Within the 1NJ we strive to represent the diversity of men and women who made up the Continental Army. There are a variety of roles and impressions within reenacting the First: Who will you be?
The 1NJ portrays a line (infantry) Regiment of the Continental Army during the American War for Independence. We recreate the historic tactics, drill and uniforms of the 18th c regiment in battle reenactments, living history events and educational programs.
For our primary 1777 impression you'll see our soldiers in the familiar red-blue uniform colors. Our Regimental coat differs from the familiar uniform by being a coattee, a shorter version of a regimental, with other distinctive details.
An alternative to the regimental coat is the hunting shirt, shown below left, a linen over-shirt, open in front with a fringed cape.
The smallclothes -shirt, waistcoat (equivalent to the modern vest) and breeches or trowsers (long pants) were what the soldiers brought from civilian life. Period shoes, soldiers' accoutrements, and a military cocked hat - the familiar but less historical term was tricorn - round out the uniform.
Occasionally we field as militia, wearing a civilian coat or jacket instead of a regimental or hunting shirt.
The 1st NJ has a detailed clothing guide to help you get started with clothing and accoutrements, whether you prefer to buy or make your kit.
About women in the ranks
Gender rolls were very different and defined in the 18th c. Part of the societal restriction placed on women was that, while women were part of the Continental Army, they were not part of the Army as soldiers... not openly or officially.
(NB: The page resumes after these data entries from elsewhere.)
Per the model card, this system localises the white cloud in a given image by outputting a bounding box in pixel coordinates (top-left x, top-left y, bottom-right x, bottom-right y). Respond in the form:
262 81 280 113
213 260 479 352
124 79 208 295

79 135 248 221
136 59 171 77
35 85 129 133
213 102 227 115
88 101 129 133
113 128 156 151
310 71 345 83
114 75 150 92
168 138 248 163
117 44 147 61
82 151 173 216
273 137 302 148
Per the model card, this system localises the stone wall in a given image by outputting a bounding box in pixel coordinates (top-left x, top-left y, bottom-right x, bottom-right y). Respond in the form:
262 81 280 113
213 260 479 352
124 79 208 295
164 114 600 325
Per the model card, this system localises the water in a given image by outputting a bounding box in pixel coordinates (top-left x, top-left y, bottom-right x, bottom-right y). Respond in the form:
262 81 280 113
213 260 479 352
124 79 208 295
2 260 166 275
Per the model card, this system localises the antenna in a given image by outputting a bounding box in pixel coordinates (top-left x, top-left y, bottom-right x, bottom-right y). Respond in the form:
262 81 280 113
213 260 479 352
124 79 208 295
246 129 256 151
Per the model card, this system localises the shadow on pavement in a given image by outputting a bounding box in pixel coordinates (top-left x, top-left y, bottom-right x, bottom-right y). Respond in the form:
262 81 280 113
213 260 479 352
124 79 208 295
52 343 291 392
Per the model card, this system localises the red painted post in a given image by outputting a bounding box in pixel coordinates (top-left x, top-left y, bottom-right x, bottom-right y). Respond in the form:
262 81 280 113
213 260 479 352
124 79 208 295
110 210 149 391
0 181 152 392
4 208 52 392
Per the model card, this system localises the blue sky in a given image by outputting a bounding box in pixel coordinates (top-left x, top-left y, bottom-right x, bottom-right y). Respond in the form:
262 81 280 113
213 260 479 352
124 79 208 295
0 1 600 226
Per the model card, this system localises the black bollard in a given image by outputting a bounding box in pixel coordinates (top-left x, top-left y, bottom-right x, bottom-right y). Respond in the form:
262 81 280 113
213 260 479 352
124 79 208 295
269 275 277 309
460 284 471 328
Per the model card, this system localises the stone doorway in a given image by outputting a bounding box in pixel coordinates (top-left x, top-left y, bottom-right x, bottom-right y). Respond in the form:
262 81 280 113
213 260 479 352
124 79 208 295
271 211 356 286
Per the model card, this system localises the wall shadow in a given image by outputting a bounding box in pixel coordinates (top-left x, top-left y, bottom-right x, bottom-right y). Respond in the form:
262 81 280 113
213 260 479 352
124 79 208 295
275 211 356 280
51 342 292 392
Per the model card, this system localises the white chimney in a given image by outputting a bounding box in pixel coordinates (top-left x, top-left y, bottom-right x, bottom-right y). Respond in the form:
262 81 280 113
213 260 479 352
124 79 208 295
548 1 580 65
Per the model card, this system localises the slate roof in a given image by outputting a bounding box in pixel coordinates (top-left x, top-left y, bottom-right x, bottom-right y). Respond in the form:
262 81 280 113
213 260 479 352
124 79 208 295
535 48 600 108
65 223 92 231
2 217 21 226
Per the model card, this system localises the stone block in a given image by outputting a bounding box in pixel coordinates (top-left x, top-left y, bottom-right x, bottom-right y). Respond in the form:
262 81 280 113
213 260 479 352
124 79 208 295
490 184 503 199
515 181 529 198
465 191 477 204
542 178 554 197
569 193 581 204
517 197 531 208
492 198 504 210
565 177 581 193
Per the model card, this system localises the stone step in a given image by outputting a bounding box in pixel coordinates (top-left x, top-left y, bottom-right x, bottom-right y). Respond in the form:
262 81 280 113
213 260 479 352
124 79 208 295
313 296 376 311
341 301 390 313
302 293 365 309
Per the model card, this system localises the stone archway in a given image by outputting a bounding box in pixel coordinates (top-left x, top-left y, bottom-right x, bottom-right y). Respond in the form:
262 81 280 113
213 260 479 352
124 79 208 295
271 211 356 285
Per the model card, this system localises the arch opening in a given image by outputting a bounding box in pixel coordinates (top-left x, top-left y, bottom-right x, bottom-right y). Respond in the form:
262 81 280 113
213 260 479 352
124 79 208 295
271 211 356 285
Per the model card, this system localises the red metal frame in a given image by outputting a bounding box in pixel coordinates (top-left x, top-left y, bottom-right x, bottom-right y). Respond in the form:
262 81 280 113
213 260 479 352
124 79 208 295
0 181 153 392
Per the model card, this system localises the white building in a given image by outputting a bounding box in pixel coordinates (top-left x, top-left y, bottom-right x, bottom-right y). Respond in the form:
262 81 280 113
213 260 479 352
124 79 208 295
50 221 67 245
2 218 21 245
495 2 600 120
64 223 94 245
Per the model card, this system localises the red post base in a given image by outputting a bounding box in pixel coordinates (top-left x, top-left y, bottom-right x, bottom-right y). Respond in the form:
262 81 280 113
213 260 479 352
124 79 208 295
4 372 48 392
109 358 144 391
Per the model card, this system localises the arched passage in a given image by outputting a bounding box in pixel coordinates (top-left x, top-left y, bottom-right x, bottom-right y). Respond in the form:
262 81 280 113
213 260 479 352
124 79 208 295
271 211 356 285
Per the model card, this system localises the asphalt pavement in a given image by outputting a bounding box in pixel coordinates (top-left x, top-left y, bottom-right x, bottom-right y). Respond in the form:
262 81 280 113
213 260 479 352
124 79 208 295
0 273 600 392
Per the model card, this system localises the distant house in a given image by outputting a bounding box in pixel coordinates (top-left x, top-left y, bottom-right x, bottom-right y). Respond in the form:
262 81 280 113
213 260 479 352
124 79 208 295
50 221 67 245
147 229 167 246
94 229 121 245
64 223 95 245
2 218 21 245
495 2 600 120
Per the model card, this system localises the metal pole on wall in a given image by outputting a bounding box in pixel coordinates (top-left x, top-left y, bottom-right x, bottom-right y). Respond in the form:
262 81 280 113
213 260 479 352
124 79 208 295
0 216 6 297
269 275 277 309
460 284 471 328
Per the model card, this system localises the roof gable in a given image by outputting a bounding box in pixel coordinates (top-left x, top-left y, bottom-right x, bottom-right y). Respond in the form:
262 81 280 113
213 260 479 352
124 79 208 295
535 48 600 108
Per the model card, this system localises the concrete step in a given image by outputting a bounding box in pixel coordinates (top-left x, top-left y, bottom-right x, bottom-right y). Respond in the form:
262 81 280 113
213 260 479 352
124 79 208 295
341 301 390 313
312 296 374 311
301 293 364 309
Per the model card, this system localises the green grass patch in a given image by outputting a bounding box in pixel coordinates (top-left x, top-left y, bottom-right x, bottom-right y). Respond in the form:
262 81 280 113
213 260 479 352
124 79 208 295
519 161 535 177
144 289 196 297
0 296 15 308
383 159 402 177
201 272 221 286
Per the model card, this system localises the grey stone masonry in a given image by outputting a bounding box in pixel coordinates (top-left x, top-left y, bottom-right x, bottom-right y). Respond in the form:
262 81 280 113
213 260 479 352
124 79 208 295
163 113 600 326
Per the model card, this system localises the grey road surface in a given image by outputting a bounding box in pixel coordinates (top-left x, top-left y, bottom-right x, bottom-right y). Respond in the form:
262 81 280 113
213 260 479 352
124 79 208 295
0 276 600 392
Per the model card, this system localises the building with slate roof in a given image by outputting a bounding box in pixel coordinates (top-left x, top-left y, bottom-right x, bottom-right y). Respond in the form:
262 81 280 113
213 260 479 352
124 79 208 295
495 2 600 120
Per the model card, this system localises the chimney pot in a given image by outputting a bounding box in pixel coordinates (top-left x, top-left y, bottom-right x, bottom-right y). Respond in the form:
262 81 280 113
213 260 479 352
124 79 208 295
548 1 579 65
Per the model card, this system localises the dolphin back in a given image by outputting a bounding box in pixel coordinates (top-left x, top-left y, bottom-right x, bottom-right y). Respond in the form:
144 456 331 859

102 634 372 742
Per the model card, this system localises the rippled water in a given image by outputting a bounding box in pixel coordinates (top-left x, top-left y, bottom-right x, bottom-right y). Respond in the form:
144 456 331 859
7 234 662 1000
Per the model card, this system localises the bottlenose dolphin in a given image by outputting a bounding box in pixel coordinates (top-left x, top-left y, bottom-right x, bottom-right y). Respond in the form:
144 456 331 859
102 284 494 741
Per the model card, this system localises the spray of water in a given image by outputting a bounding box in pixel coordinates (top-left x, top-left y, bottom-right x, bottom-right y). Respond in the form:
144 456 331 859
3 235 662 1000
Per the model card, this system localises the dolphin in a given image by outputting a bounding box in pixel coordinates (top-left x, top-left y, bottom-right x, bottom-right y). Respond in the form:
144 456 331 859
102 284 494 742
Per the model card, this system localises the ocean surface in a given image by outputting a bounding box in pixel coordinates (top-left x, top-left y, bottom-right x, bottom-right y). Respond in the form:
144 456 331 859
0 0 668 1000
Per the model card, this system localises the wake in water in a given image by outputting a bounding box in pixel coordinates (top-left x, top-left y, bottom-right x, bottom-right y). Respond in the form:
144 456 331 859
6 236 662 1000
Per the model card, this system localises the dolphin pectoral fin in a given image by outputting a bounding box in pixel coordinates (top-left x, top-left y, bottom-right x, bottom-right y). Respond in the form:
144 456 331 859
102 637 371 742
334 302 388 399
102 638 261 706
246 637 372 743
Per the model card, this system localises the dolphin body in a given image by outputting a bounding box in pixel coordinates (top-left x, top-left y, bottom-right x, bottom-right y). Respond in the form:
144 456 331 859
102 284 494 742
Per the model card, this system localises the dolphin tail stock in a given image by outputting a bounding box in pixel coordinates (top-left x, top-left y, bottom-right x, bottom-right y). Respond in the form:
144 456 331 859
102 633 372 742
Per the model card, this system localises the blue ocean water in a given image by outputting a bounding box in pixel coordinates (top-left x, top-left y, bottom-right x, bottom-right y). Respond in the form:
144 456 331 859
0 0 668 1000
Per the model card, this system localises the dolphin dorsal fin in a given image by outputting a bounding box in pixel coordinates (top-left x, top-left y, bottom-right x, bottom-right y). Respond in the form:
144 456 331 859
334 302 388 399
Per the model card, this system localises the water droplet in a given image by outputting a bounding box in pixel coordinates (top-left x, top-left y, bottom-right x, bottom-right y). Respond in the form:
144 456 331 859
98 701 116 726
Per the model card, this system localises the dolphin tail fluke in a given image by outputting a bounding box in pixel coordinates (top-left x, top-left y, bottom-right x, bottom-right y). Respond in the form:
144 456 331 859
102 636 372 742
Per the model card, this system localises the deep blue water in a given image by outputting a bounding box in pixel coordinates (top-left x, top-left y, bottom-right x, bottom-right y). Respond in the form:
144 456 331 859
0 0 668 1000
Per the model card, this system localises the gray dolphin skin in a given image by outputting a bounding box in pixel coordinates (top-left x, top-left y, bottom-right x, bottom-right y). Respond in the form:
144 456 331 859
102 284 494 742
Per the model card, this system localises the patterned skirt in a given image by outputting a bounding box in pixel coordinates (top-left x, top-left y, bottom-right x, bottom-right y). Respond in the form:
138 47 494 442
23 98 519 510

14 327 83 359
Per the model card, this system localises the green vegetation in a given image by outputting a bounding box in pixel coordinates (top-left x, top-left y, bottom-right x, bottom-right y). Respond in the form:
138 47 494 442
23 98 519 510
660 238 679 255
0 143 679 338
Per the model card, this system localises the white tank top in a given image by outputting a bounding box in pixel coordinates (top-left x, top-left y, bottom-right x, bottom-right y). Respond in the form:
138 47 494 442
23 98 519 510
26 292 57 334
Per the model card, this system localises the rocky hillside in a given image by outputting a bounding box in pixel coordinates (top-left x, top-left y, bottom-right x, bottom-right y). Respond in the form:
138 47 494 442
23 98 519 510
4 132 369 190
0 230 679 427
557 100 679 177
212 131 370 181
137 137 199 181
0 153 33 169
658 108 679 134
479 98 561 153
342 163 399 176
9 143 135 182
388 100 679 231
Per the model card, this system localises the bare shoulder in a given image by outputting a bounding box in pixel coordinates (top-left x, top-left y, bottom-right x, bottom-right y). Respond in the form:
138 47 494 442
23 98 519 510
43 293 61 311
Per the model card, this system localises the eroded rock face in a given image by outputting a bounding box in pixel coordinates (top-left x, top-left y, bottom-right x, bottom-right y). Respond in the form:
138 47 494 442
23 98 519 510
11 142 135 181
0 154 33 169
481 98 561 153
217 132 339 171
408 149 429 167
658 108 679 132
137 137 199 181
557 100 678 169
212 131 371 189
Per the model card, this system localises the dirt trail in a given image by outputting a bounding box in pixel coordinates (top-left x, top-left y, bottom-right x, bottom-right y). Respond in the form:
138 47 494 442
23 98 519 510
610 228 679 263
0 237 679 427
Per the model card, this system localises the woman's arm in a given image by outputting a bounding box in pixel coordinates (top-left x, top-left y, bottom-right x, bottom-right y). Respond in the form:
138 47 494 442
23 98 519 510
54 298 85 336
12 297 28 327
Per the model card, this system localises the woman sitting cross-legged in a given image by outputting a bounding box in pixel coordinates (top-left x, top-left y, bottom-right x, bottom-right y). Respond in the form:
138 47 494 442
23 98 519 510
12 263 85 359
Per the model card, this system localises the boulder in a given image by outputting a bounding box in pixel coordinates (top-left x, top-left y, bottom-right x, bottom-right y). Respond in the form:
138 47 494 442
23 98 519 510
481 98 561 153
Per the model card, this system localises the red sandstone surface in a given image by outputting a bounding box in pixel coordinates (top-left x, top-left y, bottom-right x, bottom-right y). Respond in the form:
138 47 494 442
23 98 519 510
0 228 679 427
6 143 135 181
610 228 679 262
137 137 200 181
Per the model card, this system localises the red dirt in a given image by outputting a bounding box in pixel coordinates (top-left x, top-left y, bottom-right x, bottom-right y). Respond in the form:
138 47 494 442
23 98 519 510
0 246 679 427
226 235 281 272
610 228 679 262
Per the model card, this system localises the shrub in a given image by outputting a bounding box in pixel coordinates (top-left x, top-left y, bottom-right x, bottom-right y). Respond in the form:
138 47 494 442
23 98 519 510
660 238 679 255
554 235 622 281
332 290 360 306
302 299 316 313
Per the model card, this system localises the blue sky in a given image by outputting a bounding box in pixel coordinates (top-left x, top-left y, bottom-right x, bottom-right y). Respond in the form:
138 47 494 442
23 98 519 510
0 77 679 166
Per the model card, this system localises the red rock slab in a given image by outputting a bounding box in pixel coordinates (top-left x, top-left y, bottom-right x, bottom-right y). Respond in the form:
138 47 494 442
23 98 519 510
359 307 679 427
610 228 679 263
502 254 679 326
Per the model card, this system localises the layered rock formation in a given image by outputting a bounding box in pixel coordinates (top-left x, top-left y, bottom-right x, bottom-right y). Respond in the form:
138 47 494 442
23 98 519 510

There are documented cases of women who passed as men, successfully soldiering for part or all of the American War for Independence.
The 1st NJ permits women to field as soldiers who can pass as a man in the ranks, and meet all the requirements set out in our guidelines.
The preferred smoothbore flintlock musket for our soldiers is the .75 caliber 2nd Model Long Land Pattern musket -often called a 'Brown Bess'- or a .69 caliber French Charleville musket. While the Regiment has loaner muskets they are not always available. Members should make arrangements to purchase their own musket as soon as they are able.
We are a line regiment so rifles are not part of our impression, and cannot be carried onto the field with the 1st.
On the Army's Strength
An 18th century army was more than enlisted soldiers. The Continental Army needed to be fed and transported. Its uniforms and clothing needed washing and mending, the ill needed tending, supplies and people needed transportation. The men and women that supported and supplied the army, provided both goods and services were an essential part of what Dr. Holly Mayer calls the “Continental Community”, necessary to the army’s function and success.
Our members bring documented impressions as sutlers (women and men who sold goods) washerwomen, and nurses to reenactments, living history and school programs.
The women who followed the Army were essential to its mission. These intrepid women were a cross section of 18th c. American society and culture, from Martha Washington to the un-named private’s wife. They were soldiers' wives, mothers and children, making their way in camp by working as a seamstress, washerwomen, nurse, sutlers, sometimes as servants to officers and very occasionally as cooks.
The women of the 1st reflect our commitment to historically portraying the Continental Army and our 21st c. commitment to value every member's contribution.
Our surgeon, portraying Dr George McClelland, is one of the few to portray a military regimental flying hospital. Only one other hospital currently in use is as large and detailed: The instruments are both reproductions meticulously crafted from museum pieces or 18th c illustrations, and period antiques. Dr. McClelland (aka Marjy Weinkop) brings three decades of experience and research to presenting 18th century medical and dental practices. Our surgeon is able to reenact everything from after-battle surgical demonstrations to simple bleedings, lecturing about disease and hygiene in the Continental Army, and portraying everyday life in a regimental hospital.